Erin’s Montessori Classroom Setup
I dropped in on Erin right as the last child was leaving for the day. Some people look at photos of Montessori classrooms and think they’re staged. Yes, a Montessori classroom can look this clean and orderly at the end of the day. Why? Because “care of the environment” is built into every single lesson we give. An integral part of every activity is the process of cleaning it up and preparing it for the next person to use. And there are supplies a plenty to clean up spills and other messes. This is part of the Montessori practical life curriculum.
Here’s Erin with her early practical life shelves! Love the sweet little transfer activities for refining fine motor skills and all those polishing works for increasing concentration and building those sequencing skills!
This little stand is just perfect for the hand washing station! I believe the stand is from Ikea and you can find this pitcher and bowl at Montessori Services (affiliate link)
And of course, cloth washing!
This little stand is for flower arranging. Looks like all the flowers have been used up for the day!
This corner houses the Montessori sensorial materials.
I wanted to draw your attention to this awesome dressing frames cabinet next to the pink tower. I have always struggled with displaying my dressing frames… they just take up so much space! this stand looks perfect!
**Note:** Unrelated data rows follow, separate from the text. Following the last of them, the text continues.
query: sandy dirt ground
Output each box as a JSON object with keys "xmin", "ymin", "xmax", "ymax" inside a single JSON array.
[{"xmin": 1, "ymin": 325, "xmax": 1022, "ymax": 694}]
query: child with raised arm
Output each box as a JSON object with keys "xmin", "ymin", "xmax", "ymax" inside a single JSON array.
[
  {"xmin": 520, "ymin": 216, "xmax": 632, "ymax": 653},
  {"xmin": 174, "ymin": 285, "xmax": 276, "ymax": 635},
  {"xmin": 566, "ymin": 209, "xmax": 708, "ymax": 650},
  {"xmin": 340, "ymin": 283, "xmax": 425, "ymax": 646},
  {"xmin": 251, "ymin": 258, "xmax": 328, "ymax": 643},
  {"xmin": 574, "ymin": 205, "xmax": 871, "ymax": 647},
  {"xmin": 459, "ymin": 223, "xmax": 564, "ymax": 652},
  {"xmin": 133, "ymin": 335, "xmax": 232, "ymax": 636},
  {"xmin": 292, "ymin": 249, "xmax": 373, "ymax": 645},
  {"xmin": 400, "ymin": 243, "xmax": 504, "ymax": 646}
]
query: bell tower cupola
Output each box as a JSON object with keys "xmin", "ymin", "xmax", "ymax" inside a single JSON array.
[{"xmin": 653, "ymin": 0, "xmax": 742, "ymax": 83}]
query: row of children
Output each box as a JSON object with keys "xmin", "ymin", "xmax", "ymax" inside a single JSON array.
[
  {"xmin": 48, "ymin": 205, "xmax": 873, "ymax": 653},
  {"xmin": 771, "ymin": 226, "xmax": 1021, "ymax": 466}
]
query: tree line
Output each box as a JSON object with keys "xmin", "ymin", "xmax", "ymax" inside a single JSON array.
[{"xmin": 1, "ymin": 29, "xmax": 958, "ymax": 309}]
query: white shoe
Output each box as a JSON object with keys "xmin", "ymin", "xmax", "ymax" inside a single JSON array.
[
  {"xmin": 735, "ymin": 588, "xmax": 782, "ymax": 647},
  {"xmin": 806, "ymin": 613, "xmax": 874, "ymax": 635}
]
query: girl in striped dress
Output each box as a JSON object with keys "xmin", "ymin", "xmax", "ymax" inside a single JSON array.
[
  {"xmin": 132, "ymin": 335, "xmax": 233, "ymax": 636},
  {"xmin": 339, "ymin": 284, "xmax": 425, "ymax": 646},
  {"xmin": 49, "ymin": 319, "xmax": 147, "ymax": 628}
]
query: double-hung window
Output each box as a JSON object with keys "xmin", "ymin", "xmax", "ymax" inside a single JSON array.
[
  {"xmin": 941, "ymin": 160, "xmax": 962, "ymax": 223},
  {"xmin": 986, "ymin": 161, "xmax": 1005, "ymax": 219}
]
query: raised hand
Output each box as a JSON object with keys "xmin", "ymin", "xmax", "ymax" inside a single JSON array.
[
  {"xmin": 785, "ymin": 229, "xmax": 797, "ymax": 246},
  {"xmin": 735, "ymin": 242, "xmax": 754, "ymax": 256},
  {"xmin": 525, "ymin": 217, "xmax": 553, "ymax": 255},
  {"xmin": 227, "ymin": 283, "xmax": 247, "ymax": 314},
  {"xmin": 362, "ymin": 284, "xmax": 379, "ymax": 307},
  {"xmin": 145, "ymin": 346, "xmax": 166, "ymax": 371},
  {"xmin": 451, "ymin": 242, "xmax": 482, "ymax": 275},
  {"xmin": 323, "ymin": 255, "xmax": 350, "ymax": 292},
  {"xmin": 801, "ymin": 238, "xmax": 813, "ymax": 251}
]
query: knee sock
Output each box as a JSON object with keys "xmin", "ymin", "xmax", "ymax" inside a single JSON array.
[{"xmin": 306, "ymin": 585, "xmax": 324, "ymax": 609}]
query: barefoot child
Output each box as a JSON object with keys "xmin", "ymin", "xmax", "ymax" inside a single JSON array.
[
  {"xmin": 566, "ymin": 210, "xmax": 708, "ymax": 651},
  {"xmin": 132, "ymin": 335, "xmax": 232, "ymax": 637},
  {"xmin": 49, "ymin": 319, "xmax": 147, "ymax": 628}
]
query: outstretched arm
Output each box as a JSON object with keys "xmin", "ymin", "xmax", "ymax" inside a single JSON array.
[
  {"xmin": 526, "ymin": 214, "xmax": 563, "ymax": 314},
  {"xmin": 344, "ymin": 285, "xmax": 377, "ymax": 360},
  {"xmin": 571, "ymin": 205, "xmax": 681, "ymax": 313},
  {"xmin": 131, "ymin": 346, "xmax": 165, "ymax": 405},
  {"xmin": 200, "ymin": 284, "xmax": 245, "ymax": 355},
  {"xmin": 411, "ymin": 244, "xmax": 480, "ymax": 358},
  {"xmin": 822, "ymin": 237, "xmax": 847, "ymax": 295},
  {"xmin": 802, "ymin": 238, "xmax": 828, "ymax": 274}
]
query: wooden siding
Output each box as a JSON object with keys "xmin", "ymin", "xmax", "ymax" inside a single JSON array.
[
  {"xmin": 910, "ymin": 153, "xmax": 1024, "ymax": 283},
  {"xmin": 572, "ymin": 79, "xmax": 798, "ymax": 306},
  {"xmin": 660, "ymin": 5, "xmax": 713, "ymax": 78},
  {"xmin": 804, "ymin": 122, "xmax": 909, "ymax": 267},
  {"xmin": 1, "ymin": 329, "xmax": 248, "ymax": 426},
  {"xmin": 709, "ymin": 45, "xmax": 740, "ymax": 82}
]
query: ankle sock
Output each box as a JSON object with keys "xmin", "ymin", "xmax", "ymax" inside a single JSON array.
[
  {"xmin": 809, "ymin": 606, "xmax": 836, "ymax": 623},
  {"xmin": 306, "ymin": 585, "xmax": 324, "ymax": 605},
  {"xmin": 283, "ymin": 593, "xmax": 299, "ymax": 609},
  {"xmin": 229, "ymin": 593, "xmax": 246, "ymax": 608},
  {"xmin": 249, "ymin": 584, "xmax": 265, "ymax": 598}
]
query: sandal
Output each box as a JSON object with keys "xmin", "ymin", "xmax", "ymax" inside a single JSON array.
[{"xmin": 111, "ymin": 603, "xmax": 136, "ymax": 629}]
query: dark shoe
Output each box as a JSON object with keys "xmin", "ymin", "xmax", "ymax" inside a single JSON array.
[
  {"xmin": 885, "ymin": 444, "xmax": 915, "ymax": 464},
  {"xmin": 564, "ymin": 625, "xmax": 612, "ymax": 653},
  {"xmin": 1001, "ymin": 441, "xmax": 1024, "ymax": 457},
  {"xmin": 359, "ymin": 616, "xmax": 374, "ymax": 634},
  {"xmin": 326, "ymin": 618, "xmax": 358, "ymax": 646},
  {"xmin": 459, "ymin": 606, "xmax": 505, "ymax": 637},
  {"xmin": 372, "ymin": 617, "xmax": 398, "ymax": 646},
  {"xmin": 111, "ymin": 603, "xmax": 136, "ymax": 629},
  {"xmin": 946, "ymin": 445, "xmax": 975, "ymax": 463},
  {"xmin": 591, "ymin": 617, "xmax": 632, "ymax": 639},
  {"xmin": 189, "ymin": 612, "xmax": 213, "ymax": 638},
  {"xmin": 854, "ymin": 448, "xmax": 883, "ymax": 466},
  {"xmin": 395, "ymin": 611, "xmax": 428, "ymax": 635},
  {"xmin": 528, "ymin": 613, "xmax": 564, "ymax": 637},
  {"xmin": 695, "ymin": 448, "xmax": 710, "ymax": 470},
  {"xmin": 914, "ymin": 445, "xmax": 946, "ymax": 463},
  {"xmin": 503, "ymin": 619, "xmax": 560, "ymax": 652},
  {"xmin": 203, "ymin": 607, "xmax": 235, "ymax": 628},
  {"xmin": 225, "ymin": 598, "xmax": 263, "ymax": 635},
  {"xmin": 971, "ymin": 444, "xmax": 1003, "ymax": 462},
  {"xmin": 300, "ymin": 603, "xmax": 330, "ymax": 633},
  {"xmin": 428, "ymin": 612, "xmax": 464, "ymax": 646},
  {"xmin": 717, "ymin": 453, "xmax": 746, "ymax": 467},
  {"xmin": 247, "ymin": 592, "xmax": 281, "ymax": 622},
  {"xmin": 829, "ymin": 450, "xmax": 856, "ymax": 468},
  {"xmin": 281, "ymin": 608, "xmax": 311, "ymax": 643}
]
Erin reports that it doesn’t seem to deter her students from using the dressing frames one bit. She does admit that she likes to present the dressing frames lessons often so that may have something to do with their popularity!
When I shared this photo of Erin’s sensorial shelf on Instagram recently, many of you admired the display of the color boxes without their lids. The color tablets sure are attractive! Wouldn’t you want to get your hands on these as you were walking by the shelves? (Speaking of, you may want to keep the boxes covered during the first few weeks of school when your new students are still getting the hang of how to take a work to a rug or table…)
The brown stair and the knobbed and knobless cylinders.
Here are the geometric solids and constructive triangle boxes. Do any of you display the triangle boxes without lids?
This shelf has the binomial and trinomial cubes and the tactile exercises. Lots of activities for exploring the sense of touch!
Did you notice the amazing photo above the metal insets? It’s a puzzle! How perfect!
Here’s a view of the language area.
Those Waseca reading drawers are so enticing! I can’t think of a single child who would not want to work with those! You can even see some beginning grammar activities on the bottom right (the pink tray with the flowers is for learning about conjunctions.)
This shelf has lots of supplies for creating art
Hello bead cabinet! It looks like I forgot to take photos of the math shelves, but you can take a look at them in the video.
Here’s the map cabinet and the science shelf
The rest of the science and geography shelves. I almost forgot to mention that Erin and her family built all these Montessori classroom shelves by hand! Aren’t they lovely? #diygoals
And outside are goats and chickens! What fun!
Yup! Definitely a dream learning environment!